«Sensibilität ist eine Stärke, die unsere Generation ausmacht»
Sie seien zu laut, zu woke, zu faul, zu privilegiert. Was sagen die Post-Millennials zu den Vorwürfen, die sie von der Elterngeneration zu hören bekommen? Ein Lehrstück für Boomer.
Veröffentlicht am 7. Februar 2023 - 15:37 Uhr
Sonntage sind blöd. Der Montag klopft bereits an die Tür, obwohl das Wochenende gefühlt erst begonnen hat. Das wollten wir nicht mehr hinnehmen. Wir treffen uns seither jeden Sonntag und machen den blöden Sonntag zum guten Sonntag. Meistens sitzen wir in unserer Lieblingsbeiz und diskutieren über alles: vom Klimaprotest in Lützerath
bis hin zu toxischen Beziehungen. Alles ist auf unserem Radar, wir nehmen alles auseinander. Wir, das sind Milena, Severin, Aline und Lea.
Wir sind beste Freundinnen und Freunde. An diesem Sonntag diskutieren wir über die Vorwürfe, die man uns jungen Menschen macht. Es heisst, wir wollten nicht «richtig» arbeiten und wir hätten zu wenig Biss und Motivation.
Lea: Wir aber fragen uns: Wenn uns die Boomer zuhören würden – was sie selten tun –, was würden wir ihnen sagen?

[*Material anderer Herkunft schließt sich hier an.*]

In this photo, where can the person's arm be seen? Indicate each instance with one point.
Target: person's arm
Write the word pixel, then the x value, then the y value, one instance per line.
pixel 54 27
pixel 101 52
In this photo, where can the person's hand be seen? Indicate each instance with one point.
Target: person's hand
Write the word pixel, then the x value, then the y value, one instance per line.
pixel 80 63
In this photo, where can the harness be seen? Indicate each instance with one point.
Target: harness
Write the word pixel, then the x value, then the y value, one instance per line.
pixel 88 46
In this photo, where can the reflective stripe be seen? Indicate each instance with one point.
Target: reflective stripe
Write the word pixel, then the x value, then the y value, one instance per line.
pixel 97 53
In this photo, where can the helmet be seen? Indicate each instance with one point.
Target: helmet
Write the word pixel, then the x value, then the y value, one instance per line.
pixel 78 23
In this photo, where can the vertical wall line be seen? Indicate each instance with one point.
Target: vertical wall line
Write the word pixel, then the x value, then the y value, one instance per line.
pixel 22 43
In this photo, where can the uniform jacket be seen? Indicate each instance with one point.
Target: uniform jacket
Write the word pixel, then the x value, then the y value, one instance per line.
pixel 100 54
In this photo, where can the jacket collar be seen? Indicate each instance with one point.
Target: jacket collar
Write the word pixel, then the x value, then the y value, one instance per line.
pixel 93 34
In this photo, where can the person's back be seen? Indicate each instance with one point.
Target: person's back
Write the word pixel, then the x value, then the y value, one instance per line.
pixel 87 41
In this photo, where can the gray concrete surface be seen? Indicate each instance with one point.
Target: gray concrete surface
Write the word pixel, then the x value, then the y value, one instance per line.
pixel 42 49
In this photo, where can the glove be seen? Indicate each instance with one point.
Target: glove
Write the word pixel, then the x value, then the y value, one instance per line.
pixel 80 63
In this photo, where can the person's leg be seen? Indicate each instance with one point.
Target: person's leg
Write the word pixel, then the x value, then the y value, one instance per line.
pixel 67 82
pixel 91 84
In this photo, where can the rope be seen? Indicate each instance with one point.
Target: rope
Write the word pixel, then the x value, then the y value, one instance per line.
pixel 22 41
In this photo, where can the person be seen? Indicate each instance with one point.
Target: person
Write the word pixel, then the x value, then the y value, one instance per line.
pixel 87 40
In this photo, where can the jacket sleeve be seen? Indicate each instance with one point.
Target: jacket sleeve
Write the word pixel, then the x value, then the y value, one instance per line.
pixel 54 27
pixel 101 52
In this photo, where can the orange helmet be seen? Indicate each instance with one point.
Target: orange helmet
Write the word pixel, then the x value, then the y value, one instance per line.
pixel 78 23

Sevi: Ich würde Danke sagen.
Lea: Was? Wofür denn?
Sevi: Für so einiges. Wir müssen aufpassen, dass wir nicht völlig in dieses Anti-ältere-Menschen-Ding abrutschen. Das ist nicht meins. Ich sage Danke und bitte alle um Verständnis und dass sie unseren Forderungen und unseren Plänen vertrauen und auch der Art und Weise, wie wir Probleme lösen.
Aline: But that is not happening at all.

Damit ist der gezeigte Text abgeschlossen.